Sigmund in a Cafe
- Author: Victor Pelevin
- Language: Russian
- Genre: Short story
- Publication date: 1993
- Publication place: Russia
- Media type: Print (Paperback)
- ISBN: 5-7027-0811-3

= Sigmund in a Cafe =

1993 short story by Victor Pelevin

Sigmund in a Cafe («Зигмунд в кафе») is a short story by Victor Pelevin, published in 1993.

==Plot==

The story belongs to the early stage of the writer's work, and applies a characteristic author's trick: playing with the reader's expectations and unpredictable ending. A similar gimmick is found in his other works: "The Life of Insects", "Hermit and Six-Toes", "Nika".

The action of the story takes place in a Viennese café, judging by the description, the beginning of 20th century. A certain Sigmund sits in the café and closely observes the couples around him: a lady and a gentleman who have come to the café for dinner, a girl and a boy playing in the corner, a hostess and a waiter changing a blown bulb. The story details the details of each couple's behavior, and Sigmund comments on each episode with a short "Aha."

Each episode elicits a monotonous commentary from him, characterized only by a gradually increasing excitement as the episodes depicted contain sexual meaning and phallic details.
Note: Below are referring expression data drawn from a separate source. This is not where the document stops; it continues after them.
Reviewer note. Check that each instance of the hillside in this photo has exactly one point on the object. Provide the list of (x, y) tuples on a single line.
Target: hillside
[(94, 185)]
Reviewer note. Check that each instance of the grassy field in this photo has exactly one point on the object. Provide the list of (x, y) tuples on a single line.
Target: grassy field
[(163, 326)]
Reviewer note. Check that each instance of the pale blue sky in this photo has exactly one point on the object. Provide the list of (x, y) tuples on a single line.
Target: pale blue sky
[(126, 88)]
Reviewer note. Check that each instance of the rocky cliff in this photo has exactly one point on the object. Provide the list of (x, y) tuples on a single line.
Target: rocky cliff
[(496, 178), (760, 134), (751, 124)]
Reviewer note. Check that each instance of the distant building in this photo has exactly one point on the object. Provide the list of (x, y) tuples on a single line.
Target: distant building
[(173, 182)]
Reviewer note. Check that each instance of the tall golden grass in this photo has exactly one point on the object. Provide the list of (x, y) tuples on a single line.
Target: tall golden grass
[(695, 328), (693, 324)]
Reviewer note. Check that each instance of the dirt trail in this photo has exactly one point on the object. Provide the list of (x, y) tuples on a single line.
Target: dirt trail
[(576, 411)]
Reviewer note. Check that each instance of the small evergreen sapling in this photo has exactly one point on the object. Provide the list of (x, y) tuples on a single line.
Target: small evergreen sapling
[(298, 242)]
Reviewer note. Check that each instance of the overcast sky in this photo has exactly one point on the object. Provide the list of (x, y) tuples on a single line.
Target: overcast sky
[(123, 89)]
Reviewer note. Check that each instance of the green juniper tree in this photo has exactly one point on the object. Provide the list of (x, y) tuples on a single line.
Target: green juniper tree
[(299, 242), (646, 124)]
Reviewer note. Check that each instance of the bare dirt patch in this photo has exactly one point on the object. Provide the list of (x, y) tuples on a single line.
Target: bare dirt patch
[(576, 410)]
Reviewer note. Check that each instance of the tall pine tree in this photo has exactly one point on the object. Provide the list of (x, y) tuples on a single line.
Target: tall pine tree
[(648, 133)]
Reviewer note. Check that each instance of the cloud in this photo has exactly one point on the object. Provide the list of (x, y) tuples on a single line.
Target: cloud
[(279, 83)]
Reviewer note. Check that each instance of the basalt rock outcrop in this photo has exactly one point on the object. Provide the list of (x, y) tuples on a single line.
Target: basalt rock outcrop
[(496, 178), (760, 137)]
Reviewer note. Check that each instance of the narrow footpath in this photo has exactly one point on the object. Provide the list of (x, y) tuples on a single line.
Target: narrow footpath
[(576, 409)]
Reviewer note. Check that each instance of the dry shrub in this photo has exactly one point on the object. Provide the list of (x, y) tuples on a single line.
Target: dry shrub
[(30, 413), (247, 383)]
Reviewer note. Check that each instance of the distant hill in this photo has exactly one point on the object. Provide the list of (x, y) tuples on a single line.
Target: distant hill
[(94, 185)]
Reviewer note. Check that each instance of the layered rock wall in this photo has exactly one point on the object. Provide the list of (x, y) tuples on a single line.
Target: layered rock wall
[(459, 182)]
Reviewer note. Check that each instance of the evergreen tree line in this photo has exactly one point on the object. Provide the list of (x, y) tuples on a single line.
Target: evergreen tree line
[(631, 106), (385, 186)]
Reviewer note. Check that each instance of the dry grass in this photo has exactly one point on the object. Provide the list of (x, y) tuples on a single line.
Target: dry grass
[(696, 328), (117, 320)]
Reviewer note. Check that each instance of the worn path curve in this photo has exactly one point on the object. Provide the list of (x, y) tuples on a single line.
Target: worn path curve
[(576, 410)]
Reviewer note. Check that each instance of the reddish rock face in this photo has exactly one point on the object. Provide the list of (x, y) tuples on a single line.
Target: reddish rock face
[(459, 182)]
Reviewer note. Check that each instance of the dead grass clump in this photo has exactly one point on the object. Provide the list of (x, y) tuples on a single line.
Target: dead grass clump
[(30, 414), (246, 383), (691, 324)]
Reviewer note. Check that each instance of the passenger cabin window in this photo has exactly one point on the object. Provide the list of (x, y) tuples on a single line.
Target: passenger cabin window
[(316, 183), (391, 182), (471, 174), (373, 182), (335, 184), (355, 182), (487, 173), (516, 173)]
In Sigmund's field of vision are a couple of customers, a man and a woman, the hostess' children, a brother and sister, the hostess herself, and the waiter. To the first and subsequent episodes, Sigmund reacts with a quiet exclamation of "Aha." He sees the displeasure of the woman who has noticed the snow crammed into the unzipped handbag carried by her companion, the long umbrella that the lady has placed in the corner, "for some reason having turned its handle down."

Sigmund sees the children quarreling and the girl's tongue, which she showed to her brother and "held it out so long that it could probably be seen in every detail."

This is followed by a detailed description of the episode of changing a burned-out light bulb, in which the characters do not say a single word and exchange gestures.

The following episodes (blowing a long stream of tobacco smoke through tobacco rings, children playing with disheveled dolls and shapeless pieces of colorful plasticine) and seeing an avant-garde canvas on the wall, showing two open pianos "in which lay the dead Bunuel and Salvador Dali, both with oddly long ears," cause Sigmund to exclaim and worry: "Aha! – Sigmund shouted with all his might. – Aha! Aha!!! Aha!!!!".

After several such repetitions, the reader concludes that the visitor to the Vienna café is the founder of psychoanalysis, Dr. Sigmund Freud. And then the reader begins to interpret everyday life episodes in terms of Freudianism.

Sigmund draws everyone's attention to himself by his behavior. The hostess of the establishment approaches him, a man approaches him. It is only here, almost in the epilogue, that the reader is informed that Sigmund is a parrot. The space of the city and the café instantly narrows to the boundaries of the third spatial point, to the cage in which Sigmund is sitting. The cage is all crap, which does not please the hostess.

Thus, the reasoning to which the reader was provoked could not have been born in a bird's head.

The story is permeated with Nabokovian-type irony in relation to Freud and his theory of all-pervasive sexuality. At the end follows a phrase about the riddled cage in which Sigmund is to live – this is probably a mockery of the proponents of psychoanalysis.